MEDICAL MATTERS:Public anxiety may have been overstimulated
JUST IMAGINE for a moment that the uncertainty over screening for prostate cancer in men was replicated for women attending screening for breast cancer. Would we discourage women attending for mammograms and dismantle the BreastCheck network? The question may not be as fanciful as you think.
The past few years have seen the publication of a number of studies, which, taken together, mean it is time to look again at the benefits of screening women to detect breast cancer.
Most recently, the New England Journal of Medicine published a Norwegian study which found that, while death rates from breast cancer have dropped substantially in recent decades, screening accounts
for just one-third of the reduction.
Researchers looked at four groups of women in Norway, aged 50-69. One group participated in a universal breast-screening programme that was rolled out in stages from 1996 to 2005. Those women were compared with a similar group living in the same area 10 years earlier, before Norway adopted universal screening for breast cancer.
They also looked at a group of women aged 50-69 between 1996 and 2005 but who were living in an area that didn’t yet have the screening programme up and running. Researchers compared that group to another group living in the area 10 years earlier.
Dr Mette Kalager and her colleagues found that breast cancer death rates declined by 18 per cent among the group who did not have access to a universal screening programme, compared with the group from the previous decade. Kalager, a breast surgeon at Oslo University Hospital, noted that the mortality reduction from screening in the study was lower than expected.
In 2008, another study used the introduction of screening in Norway to assess the role of mammography. Researchers compared breast cancer rates among nearly 120,000 women who had three rounds of mammography between 1996 and 2001 with those among nearly 110,000 women in the same age range (50-64) in the five-year period preceding the start of the screening programme.

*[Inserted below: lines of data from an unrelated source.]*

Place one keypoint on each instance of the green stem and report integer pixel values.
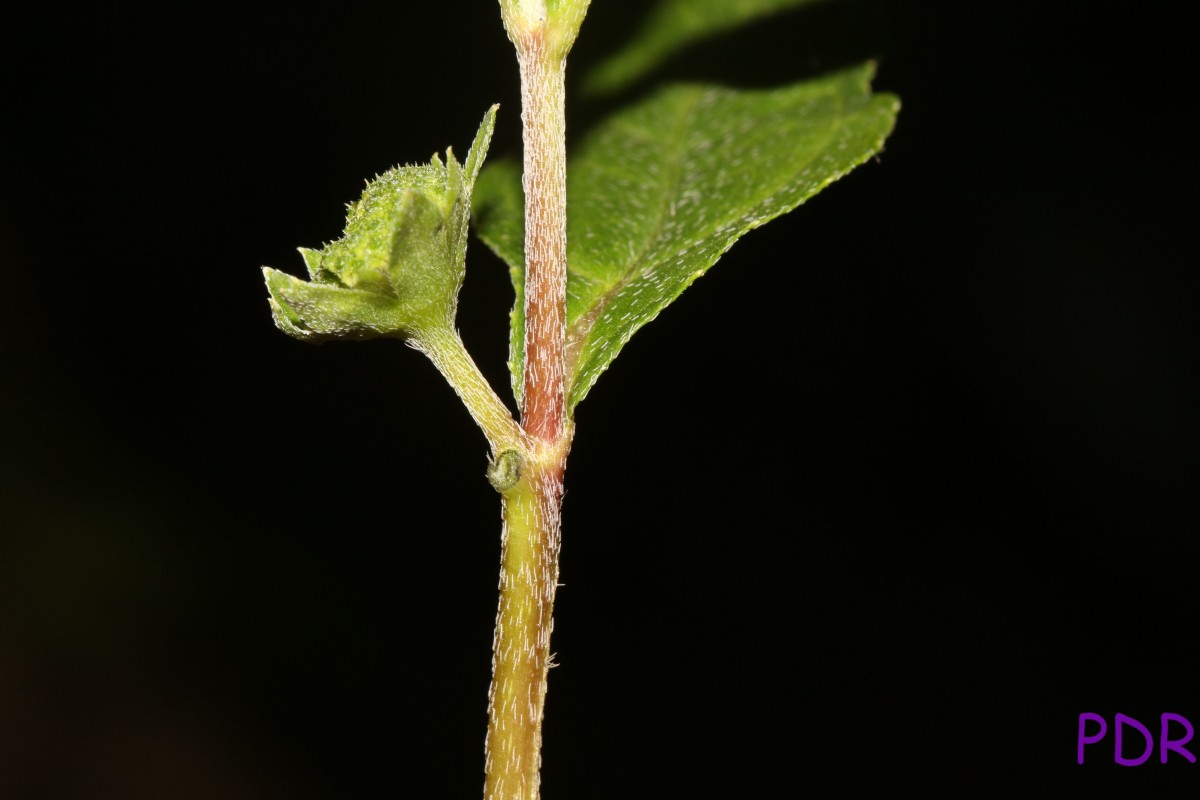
(449, 355)
(523, 623)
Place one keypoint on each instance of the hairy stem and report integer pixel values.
(543, 34)
(523, 623)
(543, 91)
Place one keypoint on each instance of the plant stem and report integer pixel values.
(532, 507)
(449, 355)
(523, 623)
(544, 120)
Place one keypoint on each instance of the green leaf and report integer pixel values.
(397, 269)
(673, 25)
(660, 191)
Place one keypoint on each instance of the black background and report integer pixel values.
(892, 495)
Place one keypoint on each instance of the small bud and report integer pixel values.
(504, 473)
(397, 269)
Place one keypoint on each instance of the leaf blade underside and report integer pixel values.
(658, 192)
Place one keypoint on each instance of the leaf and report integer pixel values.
(673, 25)
(397, 269)
(660, 191)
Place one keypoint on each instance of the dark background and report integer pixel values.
(897, 492)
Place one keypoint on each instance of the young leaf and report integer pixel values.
(660, 191)
(397, 269)
(673, 25)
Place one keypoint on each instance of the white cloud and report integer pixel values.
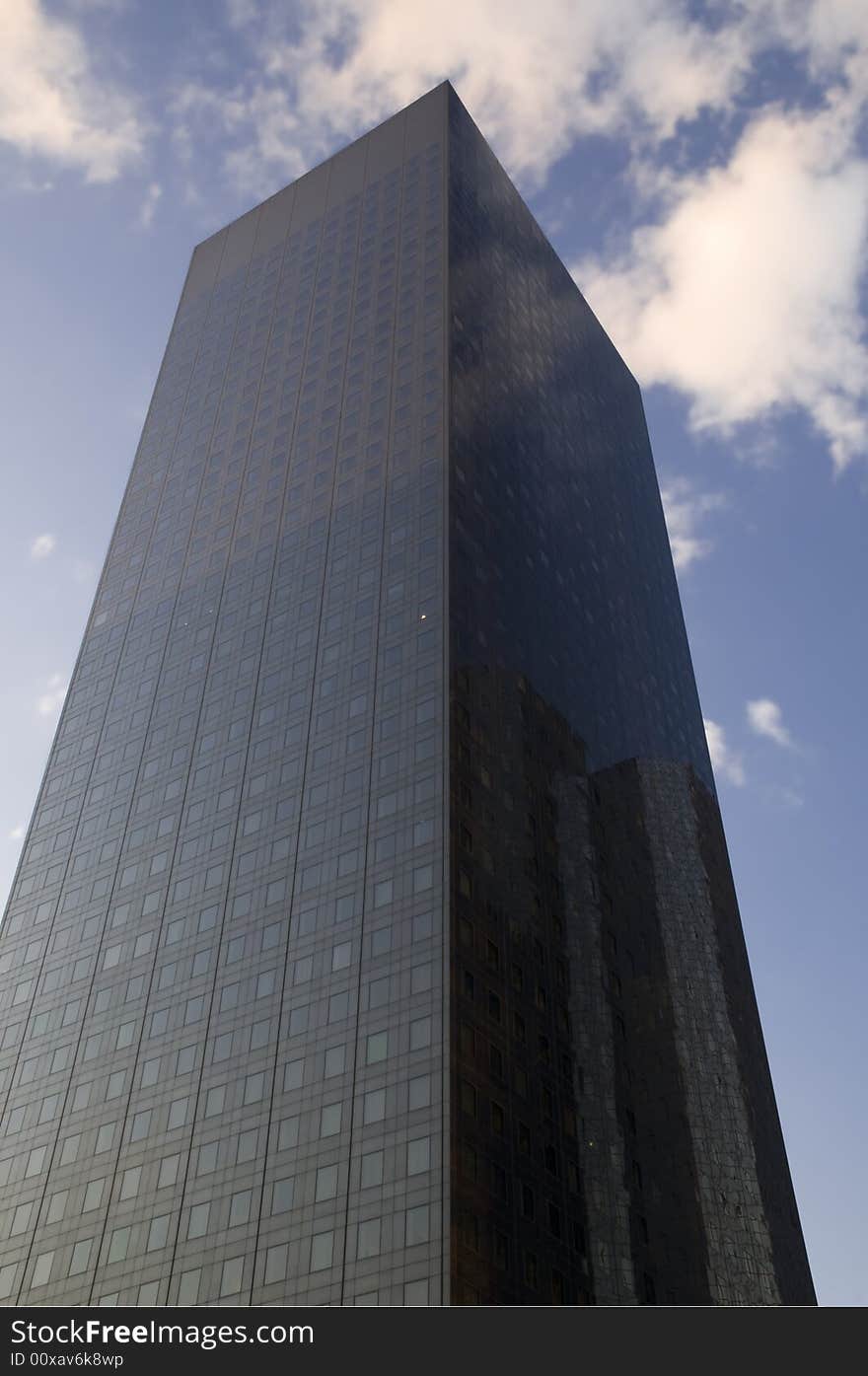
(745, 296)
(742, 291)
(765, 718)
(51, 700)
(42, 546)
(52, 102)
(149, 205)
(724, 762)
(686, 509)
(533, 76)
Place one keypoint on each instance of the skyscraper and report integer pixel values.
(375, 939)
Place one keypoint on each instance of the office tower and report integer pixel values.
(375, 939)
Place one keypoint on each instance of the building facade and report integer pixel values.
(375, 939)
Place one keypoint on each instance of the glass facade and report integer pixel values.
(380, 763)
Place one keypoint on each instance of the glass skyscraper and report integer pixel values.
(375, 939)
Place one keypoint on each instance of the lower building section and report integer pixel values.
(614, 1129)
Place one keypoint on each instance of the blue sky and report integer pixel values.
(703, 168)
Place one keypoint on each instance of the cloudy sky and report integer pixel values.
(703, 170)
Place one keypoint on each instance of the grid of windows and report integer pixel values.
(376, 908)
(222, 965)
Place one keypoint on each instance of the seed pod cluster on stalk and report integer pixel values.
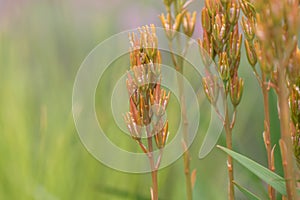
(271, 29)
(221, 43)
(179, 19)
(147, 100)
(294, 101)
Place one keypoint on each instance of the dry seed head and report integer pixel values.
(159, 100)
(133, 127)
(250, 52)
(236, 85)
(188, 23)
(219, 28)
(224, 68)
(233, 12)
(294, 102)
(161, 136)
(205, 19)
(248, 28)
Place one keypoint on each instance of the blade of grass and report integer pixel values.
(276, 181)
(246, 192)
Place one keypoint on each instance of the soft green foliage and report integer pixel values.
(246, 192)
(42, 44)
(276, 181)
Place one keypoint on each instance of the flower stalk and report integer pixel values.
(147, 100)
(221, 43)
(178, 18)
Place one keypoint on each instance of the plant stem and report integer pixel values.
(228, 131)
(152, 165)
(186, 156)
(178, 64)
(267, 135)
(286, 142)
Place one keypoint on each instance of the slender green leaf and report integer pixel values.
(246, 192)
(276, 181)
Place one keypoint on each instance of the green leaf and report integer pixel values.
(276, 181)
(246, 192)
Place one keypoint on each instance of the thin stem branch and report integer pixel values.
(267, 135)
(178, 64)
(286, 142)
(228, 131)
(152, 165)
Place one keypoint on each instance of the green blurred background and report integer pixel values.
(42, 44)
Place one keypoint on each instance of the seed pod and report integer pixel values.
(248, 28)
(188, 24)
(161, 136)
(219, 27)
(211, 88)
(233, 12)
(250, 52)
(224, 68)
(236, 90)
(206, 21)
(168, 3)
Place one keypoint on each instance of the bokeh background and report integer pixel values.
(42, 44)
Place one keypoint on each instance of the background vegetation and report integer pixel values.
(42, 44)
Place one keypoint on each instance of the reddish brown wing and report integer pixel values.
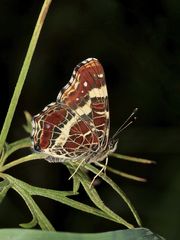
(86, 94)
(76, 126)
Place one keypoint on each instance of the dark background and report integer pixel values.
(138, 43)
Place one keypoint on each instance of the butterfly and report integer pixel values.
(76, 126)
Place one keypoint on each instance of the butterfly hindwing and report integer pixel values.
(77, 125)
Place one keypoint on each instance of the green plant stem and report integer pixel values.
(23, 73)
(132, 159)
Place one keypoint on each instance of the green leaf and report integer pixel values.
(133, 234)
(28, 125)
(4, 187)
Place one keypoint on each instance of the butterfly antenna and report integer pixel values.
(127, 123)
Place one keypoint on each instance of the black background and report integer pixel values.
(138, 43)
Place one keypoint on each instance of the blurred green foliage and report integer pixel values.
(138, 43)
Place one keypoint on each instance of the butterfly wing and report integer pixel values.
(86, 93)
(77, 125)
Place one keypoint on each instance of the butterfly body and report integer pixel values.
(76, 126)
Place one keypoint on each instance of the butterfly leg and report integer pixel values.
(80, 164)
(103, 169)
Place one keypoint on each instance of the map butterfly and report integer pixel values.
(76, 126)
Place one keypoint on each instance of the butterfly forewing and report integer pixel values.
(77, 124)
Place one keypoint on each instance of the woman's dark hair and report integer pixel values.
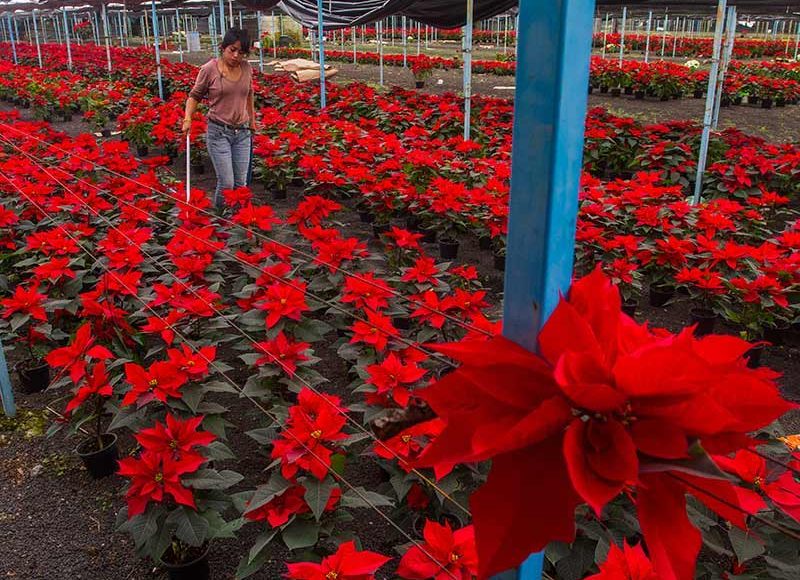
(234, 34)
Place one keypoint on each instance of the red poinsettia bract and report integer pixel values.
(607, 407)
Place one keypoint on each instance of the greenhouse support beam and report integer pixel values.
(709, 112)
(467, 49)
(107, 36)
(158, 51)
(36, 37)
(554, 49)
(730, 32)
(622, 35)
(11, 36)
(6, 393)
(321, 34)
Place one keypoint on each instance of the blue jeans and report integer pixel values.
(229, 150)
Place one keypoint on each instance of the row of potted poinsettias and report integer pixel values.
(147, 355)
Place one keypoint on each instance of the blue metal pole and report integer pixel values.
(709, 112)
(12, 37)
(553, 48)
(36, 35)
(622, 35)
(321, 34)
(66, 36)
(6, 394)
(468, 71)
(158, 50)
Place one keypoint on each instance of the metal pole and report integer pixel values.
(380, 50)
(6, 393)
(11, 37)
(36, 34)
(730, 32)
(553, 44)
(622, 35)
(158, 51)
(260, 45)
(709, 113)
(605, 36)
(104, 15)
(321, 30)
(405, 44)
(468, 71)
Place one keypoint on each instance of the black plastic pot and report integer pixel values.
(629, 307)
(500, 262)
(379, 229)
(99, 463)
(448, 249)
(34, 379)
(705, 319)
(197, 569)
(659, 295)
(753, 356)
(429, 237)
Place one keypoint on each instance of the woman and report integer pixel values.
(228, 83)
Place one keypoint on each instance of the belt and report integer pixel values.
(226, 126)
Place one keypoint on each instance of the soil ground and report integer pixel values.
(57, 523)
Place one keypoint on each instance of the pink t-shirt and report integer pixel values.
(227, 100)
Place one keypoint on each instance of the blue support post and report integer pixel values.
(12, 37)
(708, 117)
(468, 71)
(553, 48)
(158, 50)
(66, 37)
(321, 34)
(6, 394)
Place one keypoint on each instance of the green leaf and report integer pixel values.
(301, 533)
(361, 498)
(745, 545)
(318, 493)
(262, 540)
(191, 527)
(212, 479)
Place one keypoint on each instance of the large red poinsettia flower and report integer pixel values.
(175, 438)
(628, 563)
(74, 355)
(610, 405)
(446, 554)
(160, 381)
(346, 564)
(153, 475)
(96, 383)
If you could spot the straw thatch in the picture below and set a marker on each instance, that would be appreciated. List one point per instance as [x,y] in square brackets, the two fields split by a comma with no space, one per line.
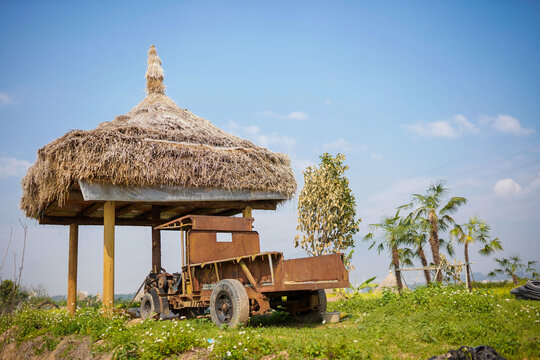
[157,143]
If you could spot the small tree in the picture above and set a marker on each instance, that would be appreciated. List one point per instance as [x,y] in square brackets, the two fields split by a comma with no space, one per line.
[394,235]
[510,266]
[475,231]
[326,209]
[437,213]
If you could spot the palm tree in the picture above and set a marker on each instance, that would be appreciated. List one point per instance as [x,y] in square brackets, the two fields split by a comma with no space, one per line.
[394,235]
[430,208]
[417,230]
[475,231]
[511,265]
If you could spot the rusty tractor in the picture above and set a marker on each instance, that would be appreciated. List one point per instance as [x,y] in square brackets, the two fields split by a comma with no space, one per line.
[235,280]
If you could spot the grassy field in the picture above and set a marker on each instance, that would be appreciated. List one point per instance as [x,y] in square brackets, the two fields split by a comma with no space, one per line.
[415,325]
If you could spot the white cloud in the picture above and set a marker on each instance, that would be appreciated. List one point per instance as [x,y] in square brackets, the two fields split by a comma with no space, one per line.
[297,115]
[457,126]
[253,133]
[6,99]
[13,167]
[343,146]
[508,124]
[293,115]
[385,201]
[506,187]
[340,145]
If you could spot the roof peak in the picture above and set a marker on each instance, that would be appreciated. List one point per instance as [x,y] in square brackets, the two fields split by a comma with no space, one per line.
[154,73]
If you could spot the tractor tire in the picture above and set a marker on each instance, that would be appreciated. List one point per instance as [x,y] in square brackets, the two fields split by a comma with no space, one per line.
[148,307]
[314,315]
[229,304]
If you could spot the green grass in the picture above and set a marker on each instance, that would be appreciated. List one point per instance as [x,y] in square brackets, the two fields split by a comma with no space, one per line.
[416,324]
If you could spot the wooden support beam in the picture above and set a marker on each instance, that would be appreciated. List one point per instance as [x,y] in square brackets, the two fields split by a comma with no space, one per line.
[72,268]
[89,210]
[108,255]
[67,220]
[247,212]
[156,239]
[248,274]
[125,209]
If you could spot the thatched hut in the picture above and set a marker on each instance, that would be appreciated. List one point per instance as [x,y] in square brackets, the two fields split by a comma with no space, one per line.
[156,162]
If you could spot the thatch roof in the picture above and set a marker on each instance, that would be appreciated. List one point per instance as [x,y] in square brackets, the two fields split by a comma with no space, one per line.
[155,144]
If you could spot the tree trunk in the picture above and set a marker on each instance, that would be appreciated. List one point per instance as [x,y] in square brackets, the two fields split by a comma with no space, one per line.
[434,242]
[468,267]
[422,255]
[395,262]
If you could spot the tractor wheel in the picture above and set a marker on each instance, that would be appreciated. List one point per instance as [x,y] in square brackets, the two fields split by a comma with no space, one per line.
[229,304]
[148,307]
[315,314]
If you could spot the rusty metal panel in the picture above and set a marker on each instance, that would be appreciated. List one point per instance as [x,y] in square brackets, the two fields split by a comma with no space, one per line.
[204,247]
[221,223]
[324,268]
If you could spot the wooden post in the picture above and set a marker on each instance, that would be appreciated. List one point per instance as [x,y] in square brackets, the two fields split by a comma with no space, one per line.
[247,212]
[108,255]
[156,239]
[72,267]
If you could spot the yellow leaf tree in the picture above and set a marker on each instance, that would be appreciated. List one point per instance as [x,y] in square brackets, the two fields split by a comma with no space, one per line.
[326,209]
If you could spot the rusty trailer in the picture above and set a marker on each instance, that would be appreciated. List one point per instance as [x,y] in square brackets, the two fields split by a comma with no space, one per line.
[234,279]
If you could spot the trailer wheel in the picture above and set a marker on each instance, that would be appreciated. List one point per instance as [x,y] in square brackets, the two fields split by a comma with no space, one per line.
[322,301]
[148,307]
[315,314]
[229,303]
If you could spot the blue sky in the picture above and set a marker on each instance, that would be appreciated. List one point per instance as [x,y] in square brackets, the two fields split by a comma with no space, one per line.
[409,92]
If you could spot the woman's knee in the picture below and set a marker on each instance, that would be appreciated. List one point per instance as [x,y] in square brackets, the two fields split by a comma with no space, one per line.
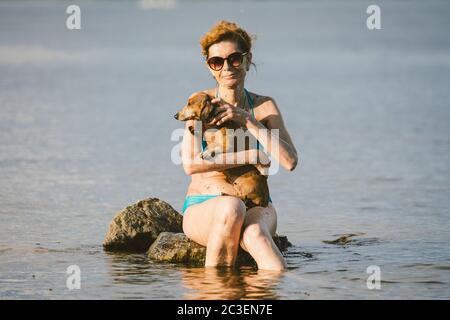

The two groups of women were carefully matched and so the rates of cancer should have been almost identical. In fact, the women who hadn’t been regularly screened had 22 per cent fewer breast cancers.
Could hormone replacement therapy (HRT) be muddying the waters? Certainly the drop in breast cancer incidence among post-menopausal women mirrors the sudden drop in HRT usage following publication of the Women’s Health Initiative study which showed a link between HRT use, breast cancer and cardiac disease. Canadian research published last month in the Journal of the National Cancer Institute shows that, between 2002 and 2004, breast cancer incidence fell 10 per cent among women aged 50 to 64. In that same time period, sales of HRT fell by half.
Some experts reckon the major improvements in outcome are largely due to better treatment. Greater awareness of the disease may also be playing a part. But we also know from post-mortem studies that many women die of other causes without knowing they had breast cancer. This is also the case for prostate cancer in men, which has led to resistance to the introduction of screening for this cancer. And what if breast cancer treatment has improved to the point where screening no longer has a major impact on mortality?
There is some evidence to suggest we may have already reached that point. Take 1,000 50-year-old women and follow them for 10 years, focusing on real numbers rather than percentages. Without breast cancer screening 995.6 women won’t die from breast cancer. With it, 996 women won’t die, a difference of 0.4 per 1,000.
Interesting to hear the new director of the Cancer Control Programme, Dr Susan O’Reilly, say that breast cancer centres here are now attracting healthy women who do not need screening. Have we overstimulated public anxiety about the disease? Perhaps we should tell women who are not keen to undergo breast screening that, actually, that’s okay.